SI ANGIN

Dreamerity
Chapter #19

Epilog

BERITA tentang meninggalnya Mama akhirnya tersebar setelah kami semua pergi ke Darat. Para tetangga pun juga tahu tentang peristiwa jebolnya rumahku karena sambaran petir yang teramat dahsyat. Bagian ini sedang diurus oleh Paman Top dan Kakek.

Mereka berdua sedang mengobrol layaknya manusia normal yang sedang berbela sungkawa, meski nyatanya mereka memang merasakan demikian.

Ya, sedih karena kehilangan orang tersayang memang masih terasa sampai sekarang, dan setelah sampai di Darat pun, aku langsung mengurung diri di kamar Mama. Hanya untuk merasakan kamar Mama untuk terakhir kalinya karena sebentar lagi aku akan meninggalkan rumah ini.

Pintu diketuk, dan aku pun bangun untuk sesaat hanya untuk memastikan siapa yang mengetuk.

"Aku mau masuk, boleh?" Itu suara Cyclone. Aku tersenyum sebentar, lalu menyilakan. "Boleh, masuk aja."

Pintu terbuka, dan Cyclone langsung masuk ke kamar Mama dengan melihat sekeliling. Ya, tidak banyak barang di kamar Mama selain lemari pakaian, meja kerja, dan rak buku. Catnya pun berwarna putih dengan desain minimalis. Ukuran kamarnya juga luas dengan kasur king size berseprei putih. Aku masih ingat peristiwa tentang orang misterius yang mengetuk pintu balkon kamarku sampai Mama menyarankanku untuk tidur di kamarnya.

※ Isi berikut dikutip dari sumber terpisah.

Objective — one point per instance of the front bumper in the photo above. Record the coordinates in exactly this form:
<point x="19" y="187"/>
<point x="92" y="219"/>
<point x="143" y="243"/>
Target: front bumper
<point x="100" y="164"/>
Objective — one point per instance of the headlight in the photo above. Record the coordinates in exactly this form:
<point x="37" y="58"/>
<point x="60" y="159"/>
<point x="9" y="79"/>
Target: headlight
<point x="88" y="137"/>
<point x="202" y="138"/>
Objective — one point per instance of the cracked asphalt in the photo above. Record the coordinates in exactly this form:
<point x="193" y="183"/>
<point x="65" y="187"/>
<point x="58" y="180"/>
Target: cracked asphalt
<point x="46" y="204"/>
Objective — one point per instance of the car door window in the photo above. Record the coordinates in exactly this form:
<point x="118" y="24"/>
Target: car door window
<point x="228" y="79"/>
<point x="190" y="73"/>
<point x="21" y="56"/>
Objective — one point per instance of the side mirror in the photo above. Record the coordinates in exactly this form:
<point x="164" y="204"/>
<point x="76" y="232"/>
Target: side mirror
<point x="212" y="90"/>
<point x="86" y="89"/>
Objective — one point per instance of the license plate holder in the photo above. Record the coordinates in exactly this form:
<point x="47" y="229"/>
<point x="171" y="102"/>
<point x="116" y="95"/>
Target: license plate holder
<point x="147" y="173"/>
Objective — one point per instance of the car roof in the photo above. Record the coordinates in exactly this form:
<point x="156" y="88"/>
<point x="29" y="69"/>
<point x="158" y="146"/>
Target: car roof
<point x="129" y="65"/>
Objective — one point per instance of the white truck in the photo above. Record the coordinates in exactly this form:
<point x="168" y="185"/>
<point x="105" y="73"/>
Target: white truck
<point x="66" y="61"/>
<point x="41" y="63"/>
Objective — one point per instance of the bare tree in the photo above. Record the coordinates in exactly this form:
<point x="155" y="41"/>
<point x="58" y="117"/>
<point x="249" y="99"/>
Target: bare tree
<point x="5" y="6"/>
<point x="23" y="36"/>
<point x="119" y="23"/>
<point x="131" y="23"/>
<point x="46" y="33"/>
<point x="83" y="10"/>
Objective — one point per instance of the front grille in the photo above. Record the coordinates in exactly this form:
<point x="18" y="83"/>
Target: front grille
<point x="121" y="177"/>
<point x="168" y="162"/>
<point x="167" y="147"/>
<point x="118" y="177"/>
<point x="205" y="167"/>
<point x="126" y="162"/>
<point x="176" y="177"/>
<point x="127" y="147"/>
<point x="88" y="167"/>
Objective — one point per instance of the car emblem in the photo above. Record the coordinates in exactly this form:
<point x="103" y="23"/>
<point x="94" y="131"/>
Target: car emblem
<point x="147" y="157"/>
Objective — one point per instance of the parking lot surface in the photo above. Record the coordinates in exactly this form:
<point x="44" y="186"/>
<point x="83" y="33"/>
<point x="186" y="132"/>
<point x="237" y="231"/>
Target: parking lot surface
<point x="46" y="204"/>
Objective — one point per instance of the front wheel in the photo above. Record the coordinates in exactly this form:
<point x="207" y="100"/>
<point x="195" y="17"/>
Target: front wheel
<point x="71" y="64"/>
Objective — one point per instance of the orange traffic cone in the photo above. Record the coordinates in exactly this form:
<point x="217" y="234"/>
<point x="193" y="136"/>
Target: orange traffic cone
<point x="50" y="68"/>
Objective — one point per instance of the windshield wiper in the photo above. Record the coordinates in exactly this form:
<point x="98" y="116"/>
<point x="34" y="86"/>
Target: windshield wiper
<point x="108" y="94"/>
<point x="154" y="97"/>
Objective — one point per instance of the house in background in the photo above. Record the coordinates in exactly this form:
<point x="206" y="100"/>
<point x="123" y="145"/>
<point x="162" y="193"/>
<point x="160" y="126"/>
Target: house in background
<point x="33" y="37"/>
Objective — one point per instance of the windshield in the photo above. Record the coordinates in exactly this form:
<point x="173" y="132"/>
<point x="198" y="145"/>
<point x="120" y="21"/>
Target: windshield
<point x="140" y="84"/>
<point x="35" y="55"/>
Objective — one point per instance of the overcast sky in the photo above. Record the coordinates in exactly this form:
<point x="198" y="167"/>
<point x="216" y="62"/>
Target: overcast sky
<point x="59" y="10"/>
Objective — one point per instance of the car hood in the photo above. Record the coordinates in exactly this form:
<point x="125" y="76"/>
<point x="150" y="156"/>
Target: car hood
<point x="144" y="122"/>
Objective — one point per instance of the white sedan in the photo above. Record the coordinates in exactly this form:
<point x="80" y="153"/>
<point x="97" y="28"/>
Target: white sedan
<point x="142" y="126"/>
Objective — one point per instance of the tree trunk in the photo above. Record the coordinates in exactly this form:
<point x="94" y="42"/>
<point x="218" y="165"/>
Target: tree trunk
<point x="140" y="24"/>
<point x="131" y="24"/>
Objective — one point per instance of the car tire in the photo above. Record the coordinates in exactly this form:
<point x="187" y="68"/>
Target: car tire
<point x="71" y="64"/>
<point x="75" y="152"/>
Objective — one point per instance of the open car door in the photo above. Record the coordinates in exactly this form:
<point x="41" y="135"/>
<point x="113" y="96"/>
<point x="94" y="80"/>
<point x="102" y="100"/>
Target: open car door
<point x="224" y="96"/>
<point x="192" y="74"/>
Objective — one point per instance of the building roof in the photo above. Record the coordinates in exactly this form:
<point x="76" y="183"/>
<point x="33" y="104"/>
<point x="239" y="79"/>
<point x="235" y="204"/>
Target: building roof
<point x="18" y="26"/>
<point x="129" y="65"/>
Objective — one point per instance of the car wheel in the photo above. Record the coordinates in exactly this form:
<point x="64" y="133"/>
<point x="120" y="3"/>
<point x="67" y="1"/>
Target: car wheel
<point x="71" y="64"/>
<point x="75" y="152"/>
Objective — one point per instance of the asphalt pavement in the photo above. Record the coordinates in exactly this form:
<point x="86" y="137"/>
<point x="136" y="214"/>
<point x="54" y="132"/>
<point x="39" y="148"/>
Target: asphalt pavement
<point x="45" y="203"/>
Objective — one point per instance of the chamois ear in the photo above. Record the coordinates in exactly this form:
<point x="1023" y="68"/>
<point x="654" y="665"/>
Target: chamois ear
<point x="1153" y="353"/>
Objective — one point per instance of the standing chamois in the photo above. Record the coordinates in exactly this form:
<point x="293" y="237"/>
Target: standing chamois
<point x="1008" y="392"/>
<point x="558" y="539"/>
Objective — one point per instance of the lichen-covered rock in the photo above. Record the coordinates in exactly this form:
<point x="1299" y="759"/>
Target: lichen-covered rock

Mama benar-benar pelindungku. Aku sangat bersyukur karena telah dilahirkan olehnya.

"Kamar Mama bagus, ya," ujar Cyclone terkagum-kagum dengan duduk di atas kasur Mama, di sampingku. Aku mengangguk. "Mama nggak suka nyimpan banyak barang, jadinya dia nyimpan barang yang penting aja."

"Mama kerja apa?"

"Editor novel."

"Editor tuh kerjanya kayak gimana sih?"

Aku pun menjelaskan kepada Cyclone semampuku perihal pekerjaan Mama selama dia ada di sini--karena sampai sekarang aku kurang paham dengan pekerjaan seorang editor novel. Aku bercerita padanya tentang Mama yang kadang bisa bekerja di rumah, ataupun pergi ke kantor kalau tiba-tiba kantornya membuat sebuah event menulis untuk penulis yang ingin menerbitkan karyanya di tempat Mama. Aku juga bercerita padanya tentang Mama yang selalu tidur larut malam, kemudian bangun pagi demi berangkat ke kantor dan mengantarku sekolah.

"Wah, luar biasa." Untuk ke sekian kalinya Cyclone terkagum-kagum. Dia bahkan menitikan air mata. "Andai aku bisa melihat Mama berangkat kerja dan pulang kerja, lalu melihat tawanya, dan melihat dia bergadang karena pekerjaan demi menghidupi kita."